The door may be wide open for buyers to revisit once-closed deals by alleging breaches of the MAC provisions in purchase agreements. Such cases can be sustained merely by identifying some reduced financial performance, pointing to some prior representation about future performance or operations, and then claiming that the buyer would have paid less for the company had the entity performed as represented. Once a plaintiff buyer gets over the procedural hurdle of a motion to dismiss, the buyer has the leverage to seek a settlement that ultimately reduces the value of the seller’s deal, forcing the seller to not only pay damages, but report the event to its investors and perhaps recalculate distributions.

Although the Osram Sylvania decision involves nothing more than a Chancery Court’s ruling on a motion to dismiss, it suggests that the phrase “material adverse effect” may mean something different depending on the context in which it’s used—even when the same defined term is used in the different contexts. The parties’ risk of an unintended interpretation of the phrase “material adverse effect” can be reduced or avoided altogether with better and more precise drafting of these provisions.
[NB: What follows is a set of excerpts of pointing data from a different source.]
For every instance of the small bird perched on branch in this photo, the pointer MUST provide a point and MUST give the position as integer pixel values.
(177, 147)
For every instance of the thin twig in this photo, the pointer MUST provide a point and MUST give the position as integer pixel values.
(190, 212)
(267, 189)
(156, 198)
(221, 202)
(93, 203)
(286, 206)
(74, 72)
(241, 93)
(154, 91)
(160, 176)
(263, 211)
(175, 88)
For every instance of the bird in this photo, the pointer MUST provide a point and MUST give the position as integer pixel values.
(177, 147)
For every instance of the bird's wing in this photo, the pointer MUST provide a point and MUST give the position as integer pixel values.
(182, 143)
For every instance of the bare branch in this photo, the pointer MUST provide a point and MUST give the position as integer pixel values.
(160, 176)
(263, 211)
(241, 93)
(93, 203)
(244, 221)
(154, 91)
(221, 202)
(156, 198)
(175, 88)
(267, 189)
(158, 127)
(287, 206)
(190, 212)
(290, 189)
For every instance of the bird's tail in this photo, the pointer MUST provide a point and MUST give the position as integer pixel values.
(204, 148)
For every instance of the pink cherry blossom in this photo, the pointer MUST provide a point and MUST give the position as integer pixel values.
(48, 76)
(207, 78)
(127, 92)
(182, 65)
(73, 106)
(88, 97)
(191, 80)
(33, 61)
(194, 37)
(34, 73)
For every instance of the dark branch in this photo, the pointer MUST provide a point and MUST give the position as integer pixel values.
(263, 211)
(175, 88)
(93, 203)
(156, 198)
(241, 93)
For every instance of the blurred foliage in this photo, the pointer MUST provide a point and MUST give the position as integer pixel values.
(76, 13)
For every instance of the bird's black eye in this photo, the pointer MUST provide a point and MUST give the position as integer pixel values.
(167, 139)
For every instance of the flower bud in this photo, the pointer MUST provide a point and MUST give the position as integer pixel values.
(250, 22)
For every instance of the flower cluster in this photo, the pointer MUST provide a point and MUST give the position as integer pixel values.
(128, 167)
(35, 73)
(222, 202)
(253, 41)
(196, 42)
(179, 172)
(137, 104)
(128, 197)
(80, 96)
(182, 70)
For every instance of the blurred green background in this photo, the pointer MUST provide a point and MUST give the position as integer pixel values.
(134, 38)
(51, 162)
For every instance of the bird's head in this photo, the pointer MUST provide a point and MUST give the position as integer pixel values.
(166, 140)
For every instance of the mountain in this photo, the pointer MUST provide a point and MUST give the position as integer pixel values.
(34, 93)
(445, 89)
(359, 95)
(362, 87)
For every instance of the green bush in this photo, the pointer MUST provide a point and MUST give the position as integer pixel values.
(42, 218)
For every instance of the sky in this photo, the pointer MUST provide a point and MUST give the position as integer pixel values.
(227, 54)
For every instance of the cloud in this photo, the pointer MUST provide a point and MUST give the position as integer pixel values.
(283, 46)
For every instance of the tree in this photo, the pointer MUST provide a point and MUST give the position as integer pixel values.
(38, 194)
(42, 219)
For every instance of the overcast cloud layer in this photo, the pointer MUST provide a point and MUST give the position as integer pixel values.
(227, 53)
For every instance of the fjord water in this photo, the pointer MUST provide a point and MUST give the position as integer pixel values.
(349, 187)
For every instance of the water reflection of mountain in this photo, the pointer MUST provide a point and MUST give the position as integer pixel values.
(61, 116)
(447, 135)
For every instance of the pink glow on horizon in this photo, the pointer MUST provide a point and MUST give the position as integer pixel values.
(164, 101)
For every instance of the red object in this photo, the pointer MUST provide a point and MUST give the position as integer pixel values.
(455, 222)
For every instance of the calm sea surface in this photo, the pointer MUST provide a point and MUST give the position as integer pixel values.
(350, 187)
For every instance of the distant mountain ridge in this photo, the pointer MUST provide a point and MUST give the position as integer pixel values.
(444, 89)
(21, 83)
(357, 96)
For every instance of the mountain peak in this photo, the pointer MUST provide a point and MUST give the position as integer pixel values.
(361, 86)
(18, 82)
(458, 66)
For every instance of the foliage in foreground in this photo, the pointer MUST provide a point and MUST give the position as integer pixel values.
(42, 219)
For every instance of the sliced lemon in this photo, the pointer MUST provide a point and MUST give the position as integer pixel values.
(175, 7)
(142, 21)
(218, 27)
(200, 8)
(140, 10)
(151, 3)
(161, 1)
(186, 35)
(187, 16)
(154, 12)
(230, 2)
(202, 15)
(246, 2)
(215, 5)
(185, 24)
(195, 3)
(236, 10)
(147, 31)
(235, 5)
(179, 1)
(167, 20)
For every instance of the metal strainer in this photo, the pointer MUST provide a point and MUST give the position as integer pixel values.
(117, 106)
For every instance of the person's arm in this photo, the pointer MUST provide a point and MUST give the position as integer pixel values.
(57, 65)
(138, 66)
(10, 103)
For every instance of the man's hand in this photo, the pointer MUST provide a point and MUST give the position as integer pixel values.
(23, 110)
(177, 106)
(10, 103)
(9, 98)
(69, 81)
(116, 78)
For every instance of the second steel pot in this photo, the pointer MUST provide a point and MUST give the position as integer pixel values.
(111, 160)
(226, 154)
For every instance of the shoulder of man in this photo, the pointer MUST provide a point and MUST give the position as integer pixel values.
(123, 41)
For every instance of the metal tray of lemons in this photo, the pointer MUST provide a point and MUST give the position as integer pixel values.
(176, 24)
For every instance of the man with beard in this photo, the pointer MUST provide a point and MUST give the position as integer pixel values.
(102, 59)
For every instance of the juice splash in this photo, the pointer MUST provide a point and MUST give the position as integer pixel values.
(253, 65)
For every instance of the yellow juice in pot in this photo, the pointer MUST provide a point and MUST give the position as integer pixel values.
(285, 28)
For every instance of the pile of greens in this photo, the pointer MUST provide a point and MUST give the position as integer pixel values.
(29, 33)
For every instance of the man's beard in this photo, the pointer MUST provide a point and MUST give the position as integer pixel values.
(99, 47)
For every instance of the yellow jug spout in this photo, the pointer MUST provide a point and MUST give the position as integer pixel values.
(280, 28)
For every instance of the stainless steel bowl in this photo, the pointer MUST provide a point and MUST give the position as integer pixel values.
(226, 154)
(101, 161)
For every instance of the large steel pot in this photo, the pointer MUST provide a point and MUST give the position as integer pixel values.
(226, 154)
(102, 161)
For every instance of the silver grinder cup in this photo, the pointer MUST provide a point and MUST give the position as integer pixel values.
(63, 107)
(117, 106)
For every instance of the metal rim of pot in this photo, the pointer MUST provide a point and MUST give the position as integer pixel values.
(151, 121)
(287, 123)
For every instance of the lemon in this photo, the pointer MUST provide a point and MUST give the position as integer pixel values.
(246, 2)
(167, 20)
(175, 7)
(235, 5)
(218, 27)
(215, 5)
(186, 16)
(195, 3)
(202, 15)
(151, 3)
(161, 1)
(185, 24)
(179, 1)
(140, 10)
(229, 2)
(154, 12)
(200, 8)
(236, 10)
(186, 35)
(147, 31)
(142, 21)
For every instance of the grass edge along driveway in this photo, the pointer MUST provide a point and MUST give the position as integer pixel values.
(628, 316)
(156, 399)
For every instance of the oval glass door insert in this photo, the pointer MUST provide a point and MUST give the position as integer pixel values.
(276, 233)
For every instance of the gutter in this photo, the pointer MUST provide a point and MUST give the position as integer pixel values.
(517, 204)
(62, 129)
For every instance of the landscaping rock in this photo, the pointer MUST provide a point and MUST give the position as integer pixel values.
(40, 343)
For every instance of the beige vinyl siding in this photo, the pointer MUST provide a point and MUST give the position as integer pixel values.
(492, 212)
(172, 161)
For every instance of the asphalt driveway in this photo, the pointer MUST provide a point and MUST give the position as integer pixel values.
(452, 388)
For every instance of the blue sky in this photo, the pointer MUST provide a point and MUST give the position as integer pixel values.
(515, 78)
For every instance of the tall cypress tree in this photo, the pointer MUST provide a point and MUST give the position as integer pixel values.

There are, however, a number of practical steps that can be implemented to defeat or discourage MAC claims by buyers, including:

  1. Establish more precise and objective triggers in the purchase agreement. Often, the parties to a transaction will elect to use the phrase “material adverse effect” to avoid possibly difficult negotiations about precisely which events or circumstances are sufficiently material to warrant a remedy for the buyer, but doing so can create problems later. In Osram Sylvania, the parties got most of the way to eliminating ambiguity about what would be considered “material.” The purchase agreement contained what’s referred to as a “double materiality scrape,” meaning that words like “material” and “material adverse effect” would be read out of representations and warranties for purposes of determining whether a breach had occurred and for purposes of determining damages. However, any claim would be subject to a negotiated $200,000 minimum threshold. Given this approach, any ambiguity regarding the meaning of the phrase in the context of the representations and covenants could have been avoided if the sellers had successfully pressed for the elimination of representations and covenants that turned merely on whether a “material adverse change” had occurred, rather than the occurrence or presence of more specific events or circumstances — such as those set forth in many pages of specific representations and warranties.
  2. Consider whether the same defined term should be used both in the context of conditions, on the one hand, and representations and covenants, on the other hand. If the threshold is meant to be higher for a closing condition, the parties could use different defined terms or otherwise clearly state their intentions.
  3. Carefully review the definition of “material adverse effect.” Certain events or circumstances can be carved out of what would constitute a “material adverse effect.” For example, it’s common for the failure to meet projections to be expressly stated to be something that would not give rise to a “material adverse effect.” The Osram Sylvania purchase agreement did not contain this exception.
  4. Establish more precise attorney fee provisions. A significant deterrent to asserting litigation claims is the prospect of having to pay the other side’s attorneys’ fees. From a seller’s perspective, it is important to have a prevailing party attorney fees provision that it can invoke as a threat to deter the pursuit of less-than-strong claims, with some precision as to what “prevailing” means.